Based on the data we collected, we found that compared with the blood culture technology, NGS has the advantages of high sensitivity and wide detection range, but its specificity was low. Further study is needed to confirm the value of NGS in the etiological diagnosis of patients with sepsis.
We conducted a systematic search on four databases (Web of Science, Cochrane, PubMed, and Embase) and compiled diagnostic experiments using NGS to evaluate sepsis etiology. Two researchers conducted research and obtained data independently.
Nine documents were included comprising 747 patients, 988 blood samples, 175 bronchoalveolar lavage fluid (BALF) samples, 16 cerebrospinal fluid samples, and one urine sample. The combined sensitivity of each study was 0.89 (95% CI: 0.82-0.95). The combined specificity was 0.40 (95% CI: 0.25-0.55). The combined positive likelihood ratio was 1.51 (95% CI: 1.18-1.98). The combined negative likelihood ratio was 0.28 (95% CI: 0.11-0.48). The diagnostic odds ratio (DOR) was 6.38 (95% CI: 2.53-15.32) and the area under the curve (AUC) was 0.84, (95% CI: 0.62-0.94).
Based on the data we collected, we found that compared with the blood culture technology, NGS has the advantages of high sensitivity and wide detection range, but its specificity was low. Further study is needed to confirm the value of NGS in the etiological diagnosis of patients with sepsis.
摘要:
背景:对下一代测序(NGS)在脓毒症病因中的诊断价值进行系统评估。
方法:我们对四个数据库进行了系统搜索(WebofScience,科克伦,PubMed,和Embase),并使用NGS编制诊断实验来评估脓毒症病因。两名研究人员独立进行了研究并获得了数据。

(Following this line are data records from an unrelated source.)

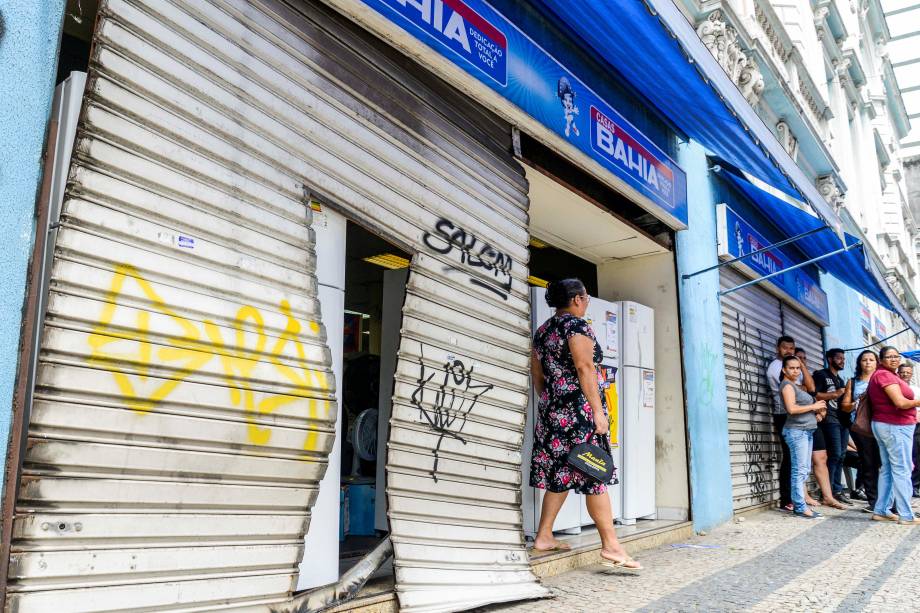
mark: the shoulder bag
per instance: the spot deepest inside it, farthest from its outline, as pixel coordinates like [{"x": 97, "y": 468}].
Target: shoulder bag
[
  {"x": 862, "y": 425},
  {"x": 592, "y": 460}
]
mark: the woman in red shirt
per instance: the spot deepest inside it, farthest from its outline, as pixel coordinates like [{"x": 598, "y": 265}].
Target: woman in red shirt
[{"x": 894, "y": 417}]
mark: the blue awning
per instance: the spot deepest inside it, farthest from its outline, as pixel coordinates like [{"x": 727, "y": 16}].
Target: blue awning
[
  {"x": 653, "y": 46},
  {"x": 852, "y": 268}
]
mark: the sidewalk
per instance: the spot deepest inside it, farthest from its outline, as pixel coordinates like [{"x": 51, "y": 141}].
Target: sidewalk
[{"x": 771, "y": 561}]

结果:纳入9份文件,包括747名患者,988份血液样本,175个支气管肺泡灌洗液(BALF)样本,16个脑脊液样本,还有一份尿液样本.每个研究的联合敏感性为0.89(95%CI:0.82-0.95)。联合特异性为0.40(95%CI:0.25-0.55)。合并阳性似然比为1.51(95%CI:1.18-1.98)。合并阴性似然比为0.28(95%CI:0.11-0.48)。诊断比值比(DOR)为6.38(95%CI:2.53-15.32),曲线下面积(AUC)为0.84(95%CI:0.62-0.94)。
结论:根据我们收集的数据,我们发现与血液培养技术相比,NGS具有灵敏度高、检测范围广等优点,但其特异性较低。需要进一步的研究来证实NGS在脓毒症患者病因诊断中的价值。
方法:我们对四个数据库进行了系统搜索(WebofScience,科克伦,PubMed,和Embase),并使用NGS编制诊断实验来评估脓毒症病因。两名研究人员独立进行了研究并获得了数据。
结果:纳入9份文件,包括747名患者,988份血液样本,175个支气管肺泡灌洗液(BALF)样本,16个脑脊液样本,还有一份尿液样本.每个研究的联合敏感性为0.89(95%CI:0.82-0.95)。联合特异性为0.40(95%CI:0.25-0.55)。合并阳性似然比为1.51(95%CI:1.18-1.98)。合并阴性似然比为0.28(95%CI:0.11-0.48)。诊断比值比(DOR)为6.38(95%CI:2.53-15.32),曲线下面积(AUC)为0.84(95%CI:0.62-0.94)。
结论:根据我们收集的数据,我们发现与血液培养技术相比,NGS具有灵敏度高、检测范围广等优点,但其特异性较低。需要进一步的研究来证实NGS在脓毒症患者病因诊断中的价值。